A Brief Summary of The Abolition of Man

 

I – By regarding all value judgments as subjective, modern humans are faced with a choice between two evils. Either you hope that other people will still believe at least some value judgments to be objective; or you hope they will not. The first alternative must involve cynical propaganda. This may in practice be often rejected for moral reasons, although on the subjectivist assumption this comes from a confusion of thought. The second alternative means a debunking of all our sense of value. The resulting apathy is felt to be highly inconvenient, and found to be incurable.

 

II – The attempt to debunk traditional values is often based on a set of values which is considered to be new, but which in fact is a small selection from traditional morality.

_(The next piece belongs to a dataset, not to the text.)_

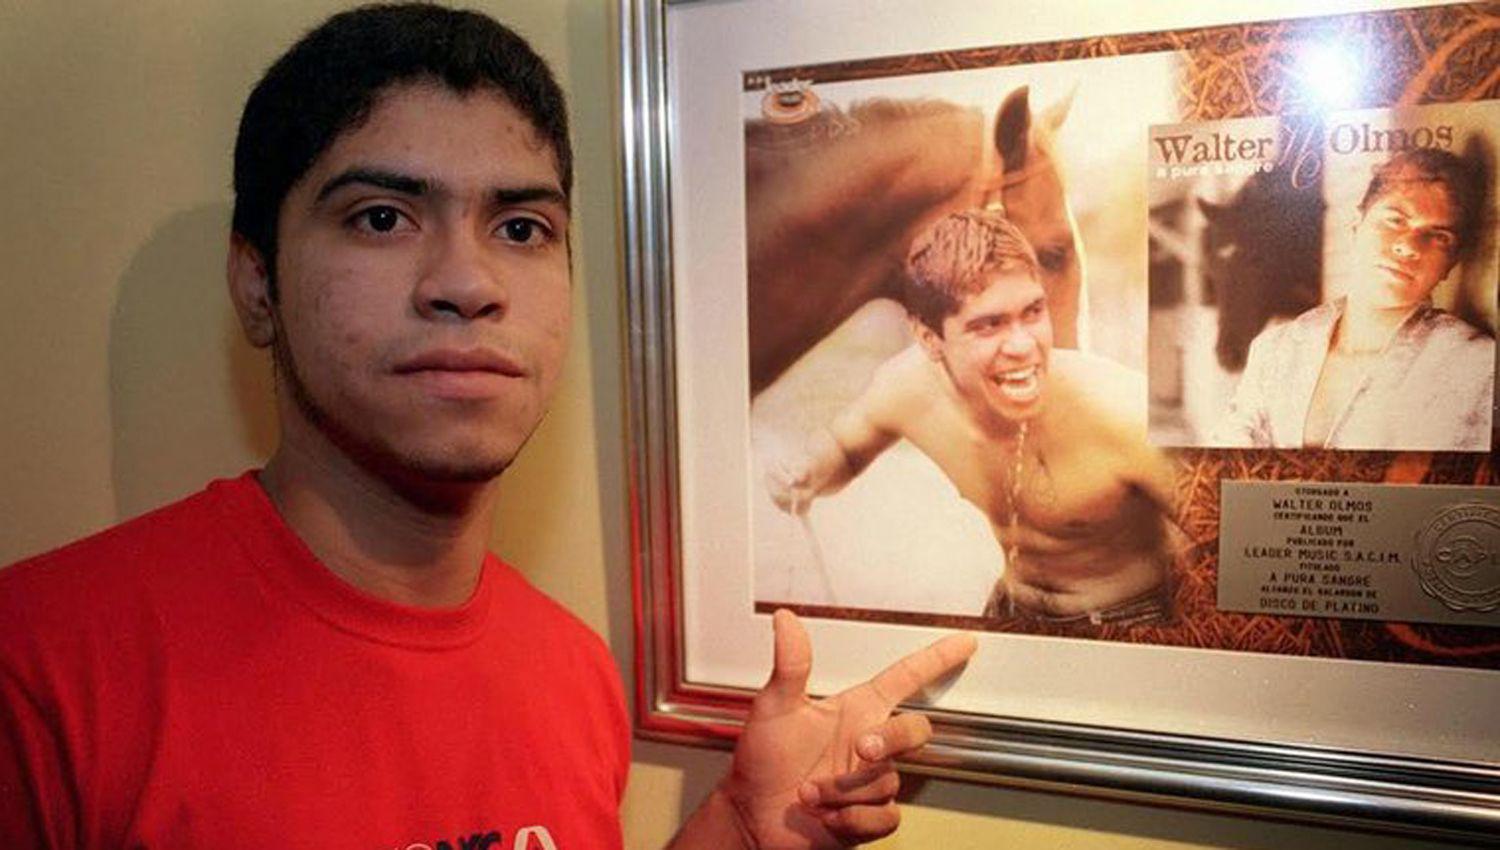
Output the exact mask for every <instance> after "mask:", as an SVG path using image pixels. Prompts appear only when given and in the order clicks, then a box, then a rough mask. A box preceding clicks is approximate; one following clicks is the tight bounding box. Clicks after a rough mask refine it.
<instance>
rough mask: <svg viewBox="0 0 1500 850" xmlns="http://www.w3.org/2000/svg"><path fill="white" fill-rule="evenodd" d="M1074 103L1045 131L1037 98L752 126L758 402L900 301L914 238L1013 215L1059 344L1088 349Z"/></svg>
mask: <svg viewBox="0 0 1500 850" xmlns="http://www.w3.org/2000/svg"><path fill="white" fill-rule="evenodd" d="M1070 106H1071V96H1068V97H1065V99H1064V100H1061V102H1059V103H1056V105H1053V106H1050V108H1049V109H1047V111H1046V112H1041V114H1038V115H1037V120H1034V115H1032V109H1031V99H1029V88H1028V87H1020V88H1017V90H1014V91H1011V93H1010V94H1007V97H1005V99H1004V100H1002V103H1001V106H999V109H998V111H996V118H995V123H993V127H990V132H989V133H987V132H986V127H984V115H983V114H981V109H978V108H971V106H962V105H957V103H951V102H947V100H938V99H909V100H903V99H871V100H862V102H856V103H853V105H850V106H849V109H847V111H844V109H840V108H837V106H831V105H823V106H820V108H819V109H816V111H814V112H813V114H811V115H810V117H808V118H805V120H802V121H798V123H784V121H771V120H762V118H754V120H748V121H745V225H747V267H748V268H747V277H748V280H747V297H748V304H747V310H748V325H750V328H748V330H750V393H751V396H754V394H757V393H759V391H760V390H763V388H766V387H768V385H769V384H771V382H772V381H775V379H777V378H778V376H780V375H781V373H783V372H784V370H786V369H787V367H789V366H792V363H795V361H796V358H798V357H801V355H802V354H804V352H807V349H808V348H811V346H813V345H814V343H816V342H817V340H820V339H823V337H825V336H826V334H828V333H829V331H831V330H832V328H834V327H837V325H838V324H840V322H843V321H844V319H846V318H849V316H850V315H852V313H853V312H855V310H858V309H859V307H861V306H864V304H865V303H868V301H871V300H874V298H882V297H883V298H892V300H898V294H900V288H901V280H903V276H904V262H906V250H907V246H909V244H910V241H912V238H913V237H915V235H918V234H919V232H921V231H922V229H924V228H927V226H929V225H930V223H932V222H935V220H936V219H939V217H942V216H944V214H948V213H953V211H957V210H963V208H975V207H990V208H995V207H1004V210H1005V214H1007V216H1008V217H1010V219H1011V220H1013V222H1014V223H1016V225H1017V228H1020V231H1022V232H1023V234H1026V237H1028V240H1029V241H1031V243H1032V247H1034V249H1035V250H1037V258H1038V262H1040V265H1041V282H1043V286H1044V289H1046V292H1047V306H1049V309H1050V312H1052V322H1053V334H1055V340H1056V345H1059V346H1065V348H1077V346H1079V315H1080V309H1082V303H1083V295H1082V289H1083V252H1082V247H1080V241H1079V232H1077V225H1076V223H1074V217H1073V211H1071V208H1070V205H1068V198H1067V193H1065V190H1064V177H1062V174H1061V171H1059V168H1058V163H1056V157H1055V154H1053V135H1055V132H1056V130H1058V127H1059V126H1061V124H1062V121H1064V118H1065V117H1067V112H1068V108H1070Z"/></svg>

The innovator will be unable, in the end, to explain why this selection is retained while the rest is rejected. Thus on a closer view he will have confirmed the “given” nature of all moral principles and the need to reject either all or nothing of traditional morality. Modern people who admit this are then likely not to accept all, but to reject all, since they believe that morality is human; that humanity is nature; and that nature is a thing to rule, not to be ruled by.

 

III – “Man’s conquest of Nature” will be completed when human nature is conquered. Values will then be a thing for humans to produce and to modify at will, not a thing to be guided by. The only force left to motivate us will be the force of natural impulses. Man’s conquest of nature will thus have ended in man’s total surrender to nature. On the assumption of a perfect genetic science perfectly applied, we may expect this surrender to be irreversible. Our wish to “see through” the mainspring of specifically human action is a magician’s bargain: “to ‘see through’ all things is the same as not to see.”